Ieri è finita nuovamente 0-0, nonostante l'uomo in più, ma il Parma ha seriamente rischiato di perdere perché il Forlì ha avuto due ottime occasioni da gol nel finale di partita, mentre i crociati hanno dominato il campo ma di palle gol veramente nitide ne hanno messe insieme ben poche.

Per assurdo, l'ingiusta espulsione di D'Appolonia, ha finito per danneggiare i crociati. Il Forlì infatti a quel punto ha chiuso ancor più gli spazi giocando solo di rimessa e limitandosi a difendere un pareggio diventato ancor più prezioso.

Ma l'arbitro ha inciso sulla partita soprattutto nel primo tempo, quando non ha concesso un evidente calcio di rigore per fallo su Longobardi. Passare in quel momento in vantaggio avrebbe voluto dire cambiare completamente l'inerzia della partita e costringere il Forlì a uscire dal bunker preparato da Gadda.

Sta di fatto che il Parma si è dovuto accontentare di un solo punto e ora torna a sentire sul collo il fiato dell'Altovicentino, che insegue a una sola lunghezza visto che ieri non ha sciupato l'occasione di recuperare parte dello svantaggio.

Tutto lascia prevedere che la volata per la promozione sarà una corsa a due, proprio fra Parma e Altovicentino, e che per avere un verdetto dovremo aspettare la prossima primavera. I tifosi crociati non devono però demoralizzarsi per questo mezzo passo falso, perché le considerazioni fatte fin qui restano tutte più che valide: il Parma ha la squadra più forte del girone e tutte le carte in regola per vincere il campionato. Pensare di vincere anche tutte le partite è utopistico.

Domenica a Brescello contro il Lentigione si riapre la caccia ai tre punti.

Le pagelle di Paolo Grossi

ZOMMERS 6

Senso della posizione? Fortuna?
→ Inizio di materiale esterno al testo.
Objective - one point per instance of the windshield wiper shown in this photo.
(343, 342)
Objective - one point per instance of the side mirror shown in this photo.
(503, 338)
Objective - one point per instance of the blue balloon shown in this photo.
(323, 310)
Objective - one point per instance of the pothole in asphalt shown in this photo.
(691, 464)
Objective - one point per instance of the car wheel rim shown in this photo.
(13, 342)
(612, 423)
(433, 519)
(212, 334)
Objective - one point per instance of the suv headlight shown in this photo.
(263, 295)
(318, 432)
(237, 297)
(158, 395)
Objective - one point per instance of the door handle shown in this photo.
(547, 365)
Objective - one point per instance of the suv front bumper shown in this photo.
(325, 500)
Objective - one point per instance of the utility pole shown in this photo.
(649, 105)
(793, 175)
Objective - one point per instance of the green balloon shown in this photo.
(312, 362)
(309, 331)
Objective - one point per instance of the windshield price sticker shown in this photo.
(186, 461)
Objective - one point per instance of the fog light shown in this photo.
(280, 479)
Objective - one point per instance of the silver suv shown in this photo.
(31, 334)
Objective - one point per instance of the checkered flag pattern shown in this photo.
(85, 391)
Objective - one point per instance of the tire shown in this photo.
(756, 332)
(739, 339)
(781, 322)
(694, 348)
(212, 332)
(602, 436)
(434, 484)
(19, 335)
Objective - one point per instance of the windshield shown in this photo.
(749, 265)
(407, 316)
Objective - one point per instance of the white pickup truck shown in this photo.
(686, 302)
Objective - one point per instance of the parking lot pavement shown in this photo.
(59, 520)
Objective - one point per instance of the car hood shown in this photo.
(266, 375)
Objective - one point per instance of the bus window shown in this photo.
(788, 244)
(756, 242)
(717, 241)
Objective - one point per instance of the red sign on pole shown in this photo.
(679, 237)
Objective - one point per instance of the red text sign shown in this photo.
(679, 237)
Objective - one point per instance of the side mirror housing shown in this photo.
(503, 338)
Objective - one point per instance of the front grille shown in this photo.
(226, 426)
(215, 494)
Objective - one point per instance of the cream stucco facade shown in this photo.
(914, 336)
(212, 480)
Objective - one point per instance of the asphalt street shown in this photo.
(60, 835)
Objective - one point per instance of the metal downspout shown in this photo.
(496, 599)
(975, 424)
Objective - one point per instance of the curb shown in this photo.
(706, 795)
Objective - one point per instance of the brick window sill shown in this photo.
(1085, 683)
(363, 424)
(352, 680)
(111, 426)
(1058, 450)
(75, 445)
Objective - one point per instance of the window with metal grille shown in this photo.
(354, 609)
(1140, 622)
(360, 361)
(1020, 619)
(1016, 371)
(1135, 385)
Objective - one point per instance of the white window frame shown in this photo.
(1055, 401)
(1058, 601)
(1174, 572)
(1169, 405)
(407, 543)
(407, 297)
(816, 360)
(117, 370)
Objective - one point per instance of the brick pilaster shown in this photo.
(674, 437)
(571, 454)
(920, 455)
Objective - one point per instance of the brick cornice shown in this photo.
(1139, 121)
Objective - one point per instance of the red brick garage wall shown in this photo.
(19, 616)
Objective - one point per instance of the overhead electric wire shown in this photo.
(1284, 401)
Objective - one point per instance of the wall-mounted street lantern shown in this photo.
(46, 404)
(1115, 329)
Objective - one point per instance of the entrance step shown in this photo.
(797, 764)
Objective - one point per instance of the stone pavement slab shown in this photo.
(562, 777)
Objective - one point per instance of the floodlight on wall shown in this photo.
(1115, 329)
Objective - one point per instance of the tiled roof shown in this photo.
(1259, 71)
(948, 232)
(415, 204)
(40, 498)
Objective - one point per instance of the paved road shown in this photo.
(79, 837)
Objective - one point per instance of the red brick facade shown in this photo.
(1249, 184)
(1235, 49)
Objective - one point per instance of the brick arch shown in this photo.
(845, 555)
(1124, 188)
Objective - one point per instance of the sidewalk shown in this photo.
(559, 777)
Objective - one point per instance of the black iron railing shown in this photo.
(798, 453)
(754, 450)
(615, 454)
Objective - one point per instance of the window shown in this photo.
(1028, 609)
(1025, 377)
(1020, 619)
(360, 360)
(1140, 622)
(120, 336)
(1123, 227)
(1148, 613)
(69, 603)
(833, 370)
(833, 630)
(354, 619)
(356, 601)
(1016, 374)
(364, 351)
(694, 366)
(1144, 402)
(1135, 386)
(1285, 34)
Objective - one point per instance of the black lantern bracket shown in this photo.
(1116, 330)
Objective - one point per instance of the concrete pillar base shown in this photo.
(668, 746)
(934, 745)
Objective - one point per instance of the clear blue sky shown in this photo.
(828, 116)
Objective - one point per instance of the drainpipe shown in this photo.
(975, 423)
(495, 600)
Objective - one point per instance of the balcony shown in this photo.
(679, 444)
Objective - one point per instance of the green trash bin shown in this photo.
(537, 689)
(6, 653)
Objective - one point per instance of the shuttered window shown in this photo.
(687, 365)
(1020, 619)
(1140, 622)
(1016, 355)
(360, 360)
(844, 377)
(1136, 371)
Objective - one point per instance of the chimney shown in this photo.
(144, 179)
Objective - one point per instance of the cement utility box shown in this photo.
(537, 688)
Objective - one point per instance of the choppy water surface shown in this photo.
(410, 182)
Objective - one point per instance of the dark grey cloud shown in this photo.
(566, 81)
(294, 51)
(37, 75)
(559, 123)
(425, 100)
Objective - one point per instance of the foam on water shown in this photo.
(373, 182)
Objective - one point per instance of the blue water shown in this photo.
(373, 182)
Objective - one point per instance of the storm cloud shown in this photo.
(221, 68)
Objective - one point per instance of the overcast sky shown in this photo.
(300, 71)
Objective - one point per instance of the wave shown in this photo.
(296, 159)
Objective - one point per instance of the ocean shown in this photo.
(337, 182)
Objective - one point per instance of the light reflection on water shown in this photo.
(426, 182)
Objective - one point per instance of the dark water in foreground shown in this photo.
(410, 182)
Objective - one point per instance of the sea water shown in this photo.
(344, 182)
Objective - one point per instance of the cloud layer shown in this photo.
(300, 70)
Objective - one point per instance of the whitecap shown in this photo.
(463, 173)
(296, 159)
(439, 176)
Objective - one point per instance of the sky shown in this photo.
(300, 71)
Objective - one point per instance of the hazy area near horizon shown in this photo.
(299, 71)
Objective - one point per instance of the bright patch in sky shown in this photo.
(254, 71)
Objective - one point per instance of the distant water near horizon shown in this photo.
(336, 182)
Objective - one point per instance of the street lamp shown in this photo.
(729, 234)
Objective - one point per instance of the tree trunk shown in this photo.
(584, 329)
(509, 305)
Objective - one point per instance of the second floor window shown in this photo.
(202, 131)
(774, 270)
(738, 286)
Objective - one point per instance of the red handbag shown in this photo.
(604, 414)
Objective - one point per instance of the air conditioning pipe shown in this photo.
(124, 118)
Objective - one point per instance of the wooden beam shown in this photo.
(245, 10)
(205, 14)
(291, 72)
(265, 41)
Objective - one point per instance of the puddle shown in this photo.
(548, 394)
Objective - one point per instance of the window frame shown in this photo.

Forse tutt'e due: fatto sta che è sempre sulla traiettoria delle rare conclusioni avversarie, che neutralizza senza sforzi. La recita sull'entrata di D'Appolonia è stata però una pentola senza coperchio, nel senso che alla fine non ha pagato.

ADORNI 5,5

Turchetta, il suo dirimpettaio, è uno dei migliori giocatori che abbiamo visto all'opera quest'anno e lui non l'ha saputo arginare. In compenso è stato generoso e continuo nel proporsi in avanti.

CACIOLI 6

Nocciolini è un bomber di rango e lo ha messo alle strette. Anche ieri però se l'è cavata e la difesa è rimasta imbattuta.

LUCARELLI 6

Ha capito ben presto che ieri non conveniva uscire palla al piede e fare il regista aggiunto. Per il resto se l'è cavata anche di fronte ad attaccanti rapidi.

SAPORETTI 5,5

In ambasce contro il guizzante D'Appolonia, spinge ancor meno del solito. In realtà su azione da corner gli capita anche una palla buona sotto porta, ma stavolta non fa centro.

SERENI 5,5

Intraprendente, vivacizza l'attacco ma come spesso gli càpita vanifica tutto con l'imprecisione dell'ultimo tocco.

CORAPI 6

Gli avversari hanno capito che è lui il fulcro del gioco e quindi lo «schermano» appena possibile. Ci ha messo comunque corsa, tenacia, e qualche geometria interessante.

GIORGINO 6

E' in grado di supplire Corapi in regia ma ieri ha girato a vuoto. La densità e la rapidità degli avversari lo hanno frenato.

RICCI 5

Ha corso molto, ma troppo spesso a vuoto. Bello il suo tiro iniziale, poi però è caduto spesso nella trappola del fuorigioco. Nella ripresa è stato caotico e così non serve alla squadra.

BARAYE 5

Gran bel tiro fuori di poco, ma se ci chiedete in che ruolo ha giocato, ancora adesso non lo sappiamo. In certi frangenti bisogna sapersi tirare indietro dieci o quindici metri, fare un respiro, guardarsi attorno, scegliersi nuovi spazi per attaccare. Lui è sempre a testa bassa, sia pur con tecnica sopraffina.

MELANDRI 5

Era l'attesissimo ex, aveva promesso di esultare in caso di gol, ma non ci è neppure andato vicino. Del tutto evanescente, ha attraversato la partita senza lasciare segno.

LONGOBARDI 6,5

Il più efficace tra i crociati. Nel primo tempo ha conquistato un rigore che l'arbitro non ha dato innescando altre buone situazioni. Nella ripresa ha lottato e strappato una punizione da ghiotta posizione. Attorno a lui però Melandri e Baraye avevano le polveri bagnate.

ALL. APOLLONI 6

Ha tentato varie mosse (scambiare gli esterni, Sereni davanti e Ricci dietro, doppio centravanti) per schiodare la gara, ma è mancata la contromossa prima al pressing poi al bunker. E quel Lauria rimasto in panchina per 90' (con un cambio ancora da fare) lascia qualche rimpianto.